For those Counties who fail to make it to the ‘Top 16’, they will compete for the Tailteann Cup which will follow a similar structure, with New York entering at the preliminary quarter-final stage.
Down have won no fewer than five All Ireland football titles the last coming in 1994.
It would be unthinkable that the men from the Mournes would not be competing for the Sam Maguire such is their long and proud history in the premier football competition.
However, such a scenario could indeed come to pass.
Currently Down find themselves at the wrong end of the Division Two National table and preparing for a real dogfight in the remaining three fixtures.
The County last appeared in a Provincial final in 2017 when they lost to Tyrone on a 2-17 to 0-15 scoreline.
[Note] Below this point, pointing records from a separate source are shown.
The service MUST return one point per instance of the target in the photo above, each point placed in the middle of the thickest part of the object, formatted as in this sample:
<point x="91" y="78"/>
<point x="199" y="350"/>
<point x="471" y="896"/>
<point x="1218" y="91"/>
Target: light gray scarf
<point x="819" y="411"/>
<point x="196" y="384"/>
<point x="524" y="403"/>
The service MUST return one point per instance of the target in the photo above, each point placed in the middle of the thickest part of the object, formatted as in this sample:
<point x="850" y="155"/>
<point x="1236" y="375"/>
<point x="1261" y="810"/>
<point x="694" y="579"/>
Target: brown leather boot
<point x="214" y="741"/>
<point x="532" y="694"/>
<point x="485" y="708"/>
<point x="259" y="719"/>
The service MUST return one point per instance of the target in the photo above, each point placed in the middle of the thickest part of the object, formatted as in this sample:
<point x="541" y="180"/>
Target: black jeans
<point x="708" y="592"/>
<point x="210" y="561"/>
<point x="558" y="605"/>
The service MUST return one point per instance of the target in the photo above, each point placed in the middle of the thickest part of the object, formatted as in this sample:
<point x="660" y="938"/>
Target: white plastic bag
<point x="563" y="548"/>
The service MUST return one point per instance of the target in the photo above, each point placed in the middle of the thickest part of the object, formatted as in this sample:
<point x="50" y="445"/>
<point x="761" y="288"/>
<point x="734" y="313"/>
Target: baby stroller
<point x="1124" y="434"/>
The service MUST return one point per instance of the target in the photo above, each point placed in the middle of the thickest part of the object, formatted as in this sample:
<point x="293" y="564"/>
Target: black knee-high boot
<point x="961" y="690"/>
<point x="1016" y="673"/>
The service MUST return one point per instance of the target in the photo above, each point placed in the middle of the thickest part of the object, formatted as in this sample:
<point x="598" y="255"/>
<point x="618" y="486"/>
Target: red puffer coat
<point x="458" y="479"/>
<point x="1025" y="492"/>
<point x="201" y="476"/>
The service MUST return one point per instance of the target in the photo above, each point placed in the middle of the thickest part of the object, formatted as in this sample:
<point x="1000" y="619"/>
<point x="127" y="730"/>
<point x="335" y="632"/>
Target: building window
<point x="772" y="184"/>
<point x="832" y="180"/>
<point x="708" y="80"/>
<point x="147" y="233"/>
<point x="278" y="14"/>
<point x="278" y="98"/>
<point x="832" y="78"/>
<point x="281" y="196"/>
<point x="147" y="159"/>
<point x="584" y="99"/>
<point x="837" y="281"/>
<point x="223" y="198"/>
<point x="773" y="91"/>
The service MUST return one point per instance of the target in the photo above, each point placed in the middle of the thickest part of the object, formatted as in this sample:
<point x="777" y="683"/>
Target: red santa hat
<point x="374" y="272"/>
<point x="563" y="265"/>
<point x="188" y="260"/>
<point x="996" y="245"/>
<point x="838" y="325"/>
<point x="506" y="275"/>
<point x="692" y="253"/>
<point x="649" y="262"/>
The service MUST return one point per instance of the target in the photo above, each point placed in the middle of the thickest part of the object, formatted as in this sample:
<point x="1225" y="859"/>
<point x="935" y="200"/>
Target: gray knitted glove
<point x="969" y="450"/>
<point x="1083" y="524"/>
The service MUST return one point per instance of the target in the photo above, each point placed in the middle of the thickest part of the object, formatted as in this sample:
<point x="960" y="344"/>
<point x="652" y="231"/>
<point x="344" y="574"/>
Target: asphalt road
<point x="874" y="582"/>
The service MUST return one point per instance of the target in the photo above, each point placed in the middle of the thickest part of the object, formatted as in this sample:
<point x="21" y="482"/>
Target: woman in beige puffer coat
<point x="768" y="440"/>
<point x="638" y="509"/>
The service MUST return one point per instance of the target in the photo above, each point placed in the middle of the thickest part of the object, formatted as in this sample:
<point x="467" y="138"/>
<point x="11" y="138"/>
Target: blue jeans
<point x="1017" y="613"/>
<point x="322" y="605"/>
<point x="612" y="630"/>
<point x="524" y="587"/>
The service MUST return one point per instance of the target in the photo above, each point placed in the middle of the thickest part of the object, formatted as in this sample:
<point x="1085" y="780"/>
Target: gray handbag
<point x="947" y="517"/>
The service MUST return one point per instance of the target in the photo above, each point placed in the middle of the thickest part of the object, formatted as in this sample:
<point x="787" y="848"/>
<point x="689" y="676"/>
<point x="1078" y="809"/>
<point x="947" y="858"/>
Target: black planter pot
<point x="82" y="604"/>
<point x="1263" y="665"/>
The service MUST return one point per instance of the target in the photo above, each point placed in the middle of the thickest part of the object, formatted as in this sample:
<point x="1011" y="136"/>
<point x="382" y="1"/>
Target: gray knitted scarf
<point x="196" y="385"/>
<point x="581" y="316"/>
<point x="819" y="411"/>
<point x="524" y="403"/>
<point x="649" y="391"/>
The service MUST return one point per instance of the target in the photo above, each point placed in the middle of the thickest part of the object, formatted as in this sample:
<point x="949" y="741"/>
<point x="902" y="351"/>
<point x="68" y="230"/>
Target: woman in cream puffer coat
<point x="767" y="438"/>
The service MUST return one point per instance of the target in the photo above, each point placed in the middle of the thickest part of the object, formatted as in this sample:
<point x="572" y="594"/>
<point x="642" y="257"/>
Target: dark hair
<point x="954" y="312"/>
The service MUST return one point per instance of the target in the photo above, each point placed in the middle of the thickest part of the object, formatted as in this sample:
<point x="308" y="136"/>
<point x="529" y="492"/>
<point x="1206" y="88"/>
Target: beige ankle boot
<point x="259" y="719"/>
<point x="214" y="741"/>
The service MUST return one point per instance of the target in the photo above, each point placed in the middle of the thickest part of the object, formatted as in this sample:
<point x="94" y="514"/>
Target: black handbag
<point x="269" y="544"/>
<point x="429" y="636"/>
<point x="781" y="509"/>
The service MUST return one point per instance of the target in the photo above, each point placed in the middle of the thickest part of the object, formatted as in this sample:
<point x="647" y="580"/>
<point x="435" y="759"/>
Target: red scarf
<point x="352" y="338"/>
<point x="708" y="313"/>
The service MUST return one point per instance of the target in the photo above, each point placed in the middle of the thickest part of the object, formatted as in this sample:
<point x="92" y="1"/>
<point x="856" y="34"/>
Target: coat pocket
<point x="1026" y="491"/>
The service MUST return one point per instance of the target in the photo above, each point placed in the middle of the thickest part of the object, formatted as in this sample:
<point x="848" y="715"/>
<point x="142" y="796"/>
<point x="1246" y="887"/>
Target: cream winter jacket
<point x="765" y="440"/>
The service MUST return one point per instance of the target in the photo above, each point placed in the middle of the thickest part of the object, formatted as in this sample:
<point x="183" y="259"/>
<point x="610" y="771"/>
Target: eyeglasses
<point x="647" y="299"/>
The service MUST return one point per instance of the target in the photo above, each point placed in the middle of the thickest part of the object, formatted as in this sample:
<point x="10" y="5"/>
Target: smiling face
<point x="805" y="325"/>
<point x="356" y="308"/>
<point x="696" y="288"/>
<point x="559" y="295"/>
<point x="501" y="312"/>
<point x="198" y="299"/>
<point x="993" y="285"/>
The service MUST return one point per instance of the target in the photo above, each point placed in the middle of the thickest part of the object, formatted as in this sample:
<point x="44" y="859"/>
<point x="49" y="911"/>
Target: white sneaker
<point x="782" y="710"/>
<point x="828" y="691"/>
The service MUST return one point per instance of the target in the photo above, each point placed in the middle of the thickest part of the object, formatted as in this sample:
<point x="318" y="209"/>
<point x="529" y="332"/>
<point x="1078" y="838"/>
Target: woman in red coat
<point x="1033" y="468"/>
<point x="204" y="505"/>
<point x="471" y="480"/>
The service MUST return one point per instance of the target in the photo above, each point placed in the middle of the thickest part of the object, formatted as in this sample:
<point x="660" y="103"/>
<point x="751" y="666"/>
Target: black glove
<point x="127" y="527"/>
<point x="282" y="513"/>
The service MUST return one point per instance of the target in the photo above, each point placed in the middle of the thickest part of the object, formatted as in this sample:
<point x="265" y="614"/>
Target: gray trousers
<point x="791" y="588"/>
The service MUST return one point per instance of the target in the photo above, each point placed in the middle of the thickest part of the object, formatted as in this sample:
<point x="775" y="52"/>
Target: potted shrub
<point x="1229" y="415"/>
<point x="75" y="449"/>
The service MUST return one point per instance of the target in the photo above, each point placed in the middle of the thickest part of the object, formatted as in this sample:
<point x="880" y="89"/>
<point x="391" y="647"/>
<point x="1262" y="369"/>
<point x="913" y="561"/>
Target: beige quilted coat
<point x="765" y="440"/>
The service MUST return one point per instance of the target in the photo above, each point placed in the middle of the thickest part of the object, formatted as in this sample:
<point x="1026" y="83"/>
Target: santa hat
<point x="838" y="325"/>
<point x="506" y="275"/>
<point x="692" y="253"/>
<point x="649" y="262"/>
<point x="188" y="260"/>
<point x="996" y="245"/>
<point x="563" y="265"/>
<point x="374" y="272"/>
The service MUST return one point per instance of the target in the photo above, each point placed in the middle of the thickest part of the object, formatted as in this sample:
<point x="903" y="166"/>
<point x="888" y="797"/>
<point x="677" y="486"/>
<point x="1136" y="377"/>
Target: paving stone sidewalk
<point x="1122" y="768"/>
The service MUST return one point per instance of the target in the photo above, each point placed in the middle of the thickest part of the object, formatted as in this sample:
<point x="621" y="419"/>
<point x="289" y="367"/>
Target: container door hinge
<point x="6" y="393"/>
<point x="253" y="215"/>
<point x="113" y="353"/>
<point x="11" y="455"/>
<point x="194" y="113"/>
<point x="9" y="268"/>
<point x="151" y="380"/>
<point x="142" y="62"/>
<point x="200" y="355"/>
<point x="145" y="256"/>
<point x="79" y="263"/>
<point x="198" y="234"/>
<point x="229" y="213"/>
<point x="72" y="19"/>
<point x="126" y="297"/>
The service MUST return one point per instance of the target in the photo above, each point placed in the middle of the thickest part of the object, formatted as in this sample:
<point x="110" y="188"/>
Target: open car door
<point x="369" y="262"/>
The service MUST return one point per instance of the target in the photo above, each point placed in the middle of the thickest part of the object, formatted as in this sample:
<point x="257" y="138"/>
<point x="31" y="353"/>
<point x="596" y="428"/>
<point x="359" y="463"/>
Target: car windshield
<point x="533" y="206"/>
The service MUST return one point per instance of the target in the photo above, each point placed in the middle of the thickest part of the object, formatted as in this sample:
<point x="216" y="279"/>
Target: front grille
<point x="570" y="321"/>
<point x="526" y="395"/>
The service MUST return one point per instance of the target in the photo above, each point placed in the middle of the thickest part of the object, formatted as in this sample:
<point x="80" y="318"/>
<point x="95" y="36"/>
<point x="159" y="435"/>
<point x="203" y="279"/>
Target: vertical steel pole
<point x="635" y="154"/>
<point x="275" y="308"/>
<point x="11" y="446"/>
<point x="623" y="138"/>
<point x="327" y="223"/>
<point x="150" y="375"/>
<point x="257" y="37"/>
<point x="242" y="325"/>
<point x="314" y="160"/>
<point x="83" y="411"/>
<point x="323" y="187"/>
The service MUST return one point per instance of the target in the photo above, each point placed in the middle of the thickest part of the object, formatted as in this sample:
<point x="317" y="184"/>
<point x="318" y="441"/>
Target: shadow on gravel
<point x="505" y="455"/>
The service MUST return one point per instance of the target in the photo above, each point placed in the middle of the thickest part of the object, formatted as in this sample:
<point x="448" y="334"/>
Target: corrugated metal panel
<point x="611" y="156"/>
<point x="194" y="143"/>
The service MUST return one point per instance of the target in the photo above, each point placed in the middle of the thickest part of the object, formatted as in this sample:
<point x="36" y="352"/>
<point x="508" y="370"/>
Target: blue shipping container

The Senior team is currently in transition under the guidance of former great James McCartan (Junior). While Down club side Kilcoo has enjoyed great success on the All Ireland stage this has so far failed to reap rewards on the Inter County scene.
The County Under 20s enjoyed Ulster success last year so brighter days could be on the horizon.
Neighbours Armagh, who won their only All Ireland back in 2002, are flying high presently and will be one of the major All Ireland contenders for the foreseeable future such is their strength and depth.
A motion to introduce an Under-19 grade at inter-county level for a three-year trial period was defeated. It received 55.6% of the vote, falling short of the 60% that was needed to carry the motion.
The GPA's motion calling on the GAA to prioritise integration with the LGFA and the Camogie Association passed with 89.8% of the vote.
Three motions proposing changing the inter-county minor grade from U17 to U18 were withdrawn after GAA president Larry McCarthy suggested a Special Congress later this year to discuss underage grades.